Good sleep is a vital aspect of our overall health and wellbeing, yet many of us struggle to get the quality rest that our bodies need. Between modern day stress, technology and other distractions, it can be challenging to get the restorative sleep we need to function at our best. The good news is that with a few simple changes to our evening routine and daily habits, we can say goodbye to counting sheep and hello to a restful slumber. Here are six top tips for how you can get a good night’s sleep and wake up feeling rested, refreshed, and ready to tackle the day ahead.
1. Dim down the lights
Our bodies have a natural clock called the “circadian rhythm”, which is regulated by light exposure. Exposure to bright lights like ceiling lights, lamps as well as electronics can affect this, interfering with our natural sleep-wake cycle and sleep hormones. Rather than using bright lighting in your home in the evening, consider opting for softer, ambient lighting or candles to create a more soothing environment. By reducing your exposure to bright lights an hour before bed, you can help your body transition into a more relaxed state and prepare for sleep.
Blue light emitted by electronic devices like phones, laptops and TVs can also mess with this natural circadian rhythm. This type of light can suppress the release of our “sleepy hormone”, melatonin, making it harder to fall asleep. Along with blue light, late night work emails, TV and social media scrolling tend to keep our minds busy and awake longer than we should be. Aim to get off all devices at least 1 hour before bed. If all else fails, consider wearing blue light blocking glasses or using “night mode” for a warmer screen tone to reduce the impact on your sleep.
2. Stick to a consistent sleep schedule
Maintaining a consistent sleep schedule can help regulate our circadian rhythm, leading to better sleep quality. The ideal sleep schedule varies from person to person, but most adults require around 7-8 hours of sleep per night. If we consistently get too little or too much sleep, we can experience sleep-related problems such as insomnia or daytime drowsiness. When we go to bed and wake up at consistent times, our bodies become accustomed to this routine and our circadian rhythm becomes more regular. This, in turn, helps us fall asleep more easily and wake up feeling more refreshed.
But what if you work shifts? Shift workers who have irregular sleep schedules often struggle with sleep-related problems due to disrupted circadian rhythms. If you work shifts, try to maintain a consistent sleep schedule as much as possible, even on your days off. It may be helpful to wear an eye mask or earplugs to block out light and noise that can interfere with your sleep.
It may also be helpful to create a relaxing bedtime routine to signal the body that it’s time to sleep, even if the timing of this routine changes with your schedule.
3. Get morning sunlight exposure
Exposure to sunlight in the morning helps regulate our circadian rhythm. Sunlight exposure also stimulates the production of serotonin, a neurotransmitter that regulates mood and promotes feelings of wellbeing. Even if it’s cloudy outside, getting outside in the morning or sitting near a window can help improve cortisol levels and our natural sleep-wake cycle, leading to better sleep at night. If you’re unable to get outside, consider investing in a light therapy lamp or light box, which simulates natural sunlight. As always, just remember to be sun smart!

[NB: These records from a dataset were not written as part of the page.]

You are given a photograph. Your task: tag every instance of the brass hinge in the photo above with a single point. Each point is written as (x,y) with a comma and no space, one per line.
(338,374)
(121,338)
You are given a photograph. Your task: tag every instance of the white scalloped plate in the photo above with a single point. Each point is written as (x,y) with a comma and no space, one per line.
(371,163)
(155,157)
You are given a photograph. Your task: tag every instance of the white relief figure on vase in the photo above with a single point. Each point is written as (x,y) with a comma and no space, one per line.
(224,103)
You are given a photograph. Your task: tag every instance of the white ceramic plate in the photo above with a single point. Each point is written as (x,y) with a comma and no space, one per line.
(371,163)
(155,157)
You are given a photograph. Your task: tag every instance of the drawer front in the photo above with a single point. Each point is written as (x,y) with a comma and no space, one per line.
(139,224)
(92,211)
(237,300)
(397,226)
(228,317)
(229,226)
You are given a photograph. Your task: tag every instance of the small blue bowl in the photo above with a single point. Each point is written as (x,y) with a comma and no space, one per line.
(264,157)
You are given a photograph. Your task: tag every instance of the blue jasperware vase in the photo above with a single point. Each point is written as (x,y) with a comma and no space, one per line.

4. Create a relaxing bedtime routine
A relaxing bedtime routine can help reduce stress and promote relaxation, as well as signal to the body that it’s time for rest, making it easier to fall asleep. Activities like reading a book, meditating or journaling can all help you unwind before bed. A bath or hot shower is also a fantastic way to relax and ease tension. Better yet, when we get out of the bath or shower, our body temperature naturally begins to drop. This drop can signal to our body that it’s time to sleep and help us fall asleep faster too.